CASSIE: I’ve decided that she had a string of lovers who bestowed many jewels on her because she is so beeyoo-tiful.

HOLLY: Really?

CASSIE: No. I figure many vampires have money from being around so long and whatnot. Remember there’s that part in Clockwork Prince where they talk about vampires leaving their money to themselves, masquerading as their own heirs? And they have big investments that pay out over time.

KELLY: And traditionally, vampires are good at getting more than blood from their prey. They can hypnotize their victims into signing over their estates, etc.

HOLLY: Like a sweetheart scam, but with blood.

KELLY: We haven’t talked about the Seelie Queen yet. Cassie, when you wrote the Seelie Queen, what sources were you drawing on? Which Faerie Queens were inspirations?

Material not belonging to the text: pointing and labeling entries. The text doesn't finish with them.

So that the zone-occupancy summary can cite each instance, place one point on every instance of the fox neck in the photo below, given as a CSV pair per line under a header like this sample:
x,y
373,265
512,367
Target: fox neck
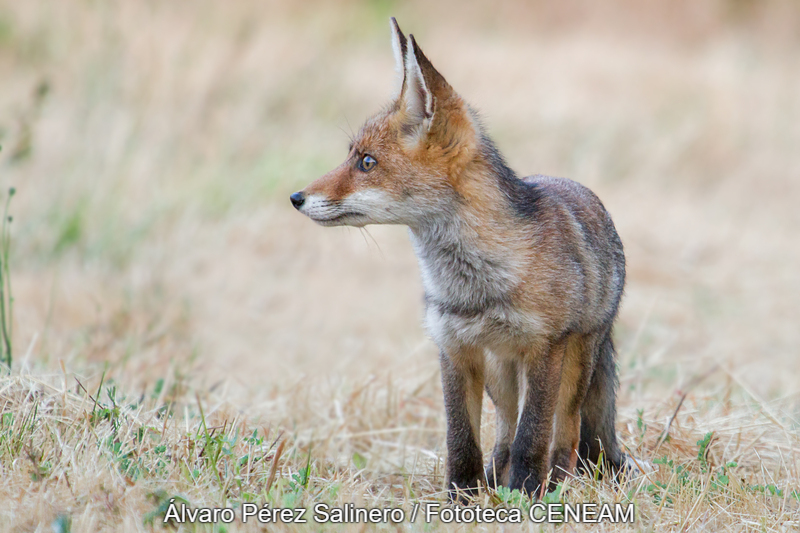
x,y
466,265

CASSIE [points to Holly Black]: Hers.

HOLLY: Ha! The thing I find interesting about faeries in general is that they were never human and that they are essentially other. The shorthand for that in Celtic folk-tales is “they laugh at funerals and cry at weddings,” but it alludes to the whole separate moral system faeries operate under. And in the Mortal Instruments, the Seelie Queen is not just untouched by her immortality but untroubled by it. For her, mortality seems skeevy. It grosses her out, the way you’d be grossed out by a rotting peach on your desk.

KELLY: I can see why you’re Cassie’s source. That’s good stuff. And of course, the Seelie Queen and her court, in the Mortal Instruments, are weirdly sideways to the rest of the Downworlders.

HOLLY: Awww, that’s nice of you to say. And I agree about the faeries being sideways. They’ve never been human. They’re separate from the realm of demons and angels. They may have originated there, but now they are a people apart, self-contained and (change-lings aside) self-reproducing. All other Downworlders continue to have to truck with humanity to survive. Vampires make more vampires by turning humans. Werewolves probably can breed more werewolves but mostly seem to make more through infection. And as far as we know, warlocks can’t reproduce at all.

KELLY: Humans and faeries, in fact, appear to be somewhat allergic to each other. Like you said, when the Seelie Queen looks at Jace and the other Shadowhunters, she sees not young men in their prime but their decay and their deaths. She doesn’t get it. She says, “You are mortal; you age; you die…If that is not hell, pray tell me, what is?”

HOLLY: Well, forever for her isn’t something to hope for or dread or dream about. It’s a given.

KELLY: I’m guessing that complicates her love life as well. In some way that we mortals probably can’t quite comprehend. Whatever it is, I’m guessing it works for her. (I keep coming back to how immortality and love intersect.) Cassie, what do you think?